Dartmouth Tuck School of Business: New Faculty and Electives Introduced for the 2019–2020 Academic Year

In early 2019, Dartmouth Tuck School of Business elected to implement broad enhancements to its core curriculum, “The Core,” as it is called. The Class of 2021 was the first to experience the Core in its new form when they began classes in the Fall of 2019 with a 2-week enhanced orientation program, Tuck Launch. Designed to prepare incoming students for the intense and rigorous first year at Tuck, it is structured around integrated programming, experiential learning, and reflection (Dean Slaughter gave each student a reflection journal during the opening orientation session). During this time, students participated in immersive and integrated sessions with Tuck faculty, staff, and alumni around a variety of topics.

Fall term is divided into Fall A and B. One of the new core courses that began during Tuck Launch was “Managing People” with Syd Finkelstein, the Steven Roth Professor of Management. This course continues through Fall A and B. Professor Finkelstein’s other new course (co-taught with Giovanni Gavetti), “Five Memos for the Modern Leader,” takes a unique approach. Modeled after leaders who receive memos from their lieutenants, in this case the students are the leaders and the professors are their lieutenants. The memos cover subjects including purpose, expertise, integrity, persuasion and creativity.

Another new core class is “Analytics,” taught by two teams (James Smith and Robert Shumsky, and Praveen Kopalle and Prasad Vana). The course focuses on using data to describe the world, predict outcomes, and make recommendations. Students are introduced to Tableau (a data visualization software), spreadsheet modeling and optimization, and machine learning, among many other things. Moreover, the class content is closely integrated with other core courses for a deeper learning experience.

The core classes “Strategy” and “Marketing” were moved to Fall B so that students will have those frameworks before they begin their internship interviews, most of which happen in the first week of January. Winter term has been pushed back to the second week of January to accommodate those interviews.
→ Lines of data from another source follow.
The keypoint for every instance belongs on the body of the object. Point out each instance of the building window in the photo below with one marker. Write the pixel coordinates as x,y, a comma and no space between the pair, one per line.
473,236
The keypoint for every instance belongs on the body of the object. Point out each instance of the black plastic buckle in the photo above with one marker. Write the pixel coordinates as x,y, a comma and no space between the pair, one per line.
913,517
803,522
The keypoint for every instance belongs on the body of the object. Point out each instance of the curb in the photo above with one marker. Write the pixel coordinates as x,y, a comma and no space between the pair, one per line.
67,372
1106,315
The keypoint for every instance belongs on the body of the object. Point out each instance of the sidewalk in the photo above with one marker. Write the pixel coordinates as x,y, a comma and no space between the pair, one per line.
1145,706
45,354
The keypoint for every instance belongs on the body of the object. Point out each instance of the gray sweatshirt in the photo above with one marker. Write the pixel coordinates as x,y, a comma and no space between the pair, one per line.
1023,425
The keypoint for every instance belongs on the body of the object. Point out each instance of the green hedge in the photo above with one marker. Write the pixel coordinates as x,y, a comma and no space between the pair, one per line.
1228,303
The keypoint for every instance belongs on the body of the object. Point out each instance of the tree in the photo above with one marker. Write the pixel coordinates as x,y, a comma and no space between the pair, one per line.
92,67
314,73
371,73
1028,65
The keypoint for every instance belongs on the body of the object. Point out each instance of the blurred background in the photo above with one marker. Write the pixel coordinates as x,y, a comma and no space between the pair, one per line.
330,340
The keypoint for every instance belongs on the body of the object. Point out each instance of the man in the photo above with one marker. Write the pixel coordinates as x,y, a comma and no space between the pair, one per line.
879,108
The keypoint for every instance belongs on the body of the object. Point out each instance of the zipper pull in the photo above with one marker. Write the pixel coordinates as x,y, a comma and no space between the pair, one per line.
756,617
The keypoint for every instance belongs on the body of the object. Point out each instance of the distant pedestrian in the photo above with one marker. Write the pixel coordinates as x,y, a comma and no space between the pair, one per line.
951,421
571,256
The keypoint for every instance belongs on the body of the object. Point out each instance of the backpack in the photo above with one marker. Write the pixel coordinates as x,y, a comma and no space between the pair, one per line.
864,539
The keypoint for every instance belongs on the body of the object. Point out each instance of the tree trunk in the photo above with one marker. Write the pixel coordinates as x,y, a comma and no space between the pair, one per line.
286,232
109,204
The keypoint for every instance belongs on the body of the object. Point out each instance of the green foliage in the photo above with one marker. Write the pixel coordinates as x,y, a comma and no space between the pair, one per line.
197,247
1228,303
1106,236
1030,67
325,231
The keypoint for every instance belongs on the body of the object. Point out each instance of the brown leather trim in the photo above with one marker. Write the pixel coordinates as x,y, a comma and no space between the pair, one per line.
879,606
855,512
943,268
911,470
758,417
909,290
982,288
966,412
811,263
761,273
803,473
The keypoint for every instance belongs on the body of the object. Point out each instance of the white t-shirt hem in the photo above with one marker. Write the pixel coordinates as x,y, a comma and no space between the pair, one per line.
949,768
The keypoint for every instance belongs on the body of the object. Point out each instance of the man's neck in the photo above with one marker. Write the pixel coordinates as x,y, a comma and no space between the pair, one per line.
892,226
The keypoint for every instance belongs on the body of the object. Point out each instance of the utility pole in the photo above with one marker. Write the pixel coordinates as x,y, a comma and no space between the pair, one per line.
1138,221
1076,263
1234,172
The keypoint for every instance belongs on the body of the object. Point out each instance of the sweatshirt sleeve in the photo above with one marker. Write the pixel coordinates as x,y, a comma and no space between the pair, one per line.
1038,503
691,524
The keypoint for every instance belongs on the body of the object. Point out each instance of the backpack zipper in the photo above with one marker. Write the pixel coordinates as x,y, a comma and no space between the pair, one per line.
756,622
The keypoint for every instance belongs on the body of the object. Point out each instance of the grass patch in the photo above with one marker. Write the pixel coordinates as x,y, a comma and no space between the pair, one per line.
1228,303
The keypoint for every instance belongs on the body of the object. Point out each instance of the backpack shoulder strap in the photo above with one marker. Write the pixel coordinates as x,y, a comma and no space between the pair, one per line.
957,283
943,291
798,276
Two new strategy classes are “Digital and Social Media Strategy” (Lauren Grewal) and “Ecosystem Strategy” (Ron Adner), with the latter focusing on developing a “wide lens perspective” on innovation and innovative ecosystems.

For students interested in the VC/PE industry, Gordon Phillips’ “Venture Capital and Private Equity Basics” offers an introduction to the industry participants and their perspectives, strategies, objectives and challenges.

In line with Tuck’s new emphasis on reflection, Pino Audia’s “Leadership Development: Skills-Awareness, Skills, and Strategy” uses a 360-degree feedback tool and the Inventory of Leadership Styles to teach students how to use self-knowledge as a leadership strategy.

Finally, Ella Bell is teaching a new course “Reconceiving Representation: Gender Equity in Management and Society” that takes on how the roles of men and women must evolve in order to make it possible for women to advance in the workplace.

Dartmouth has created an imaginative and integrative structure for their new core curriculum — what an exciting time to be at Tuck!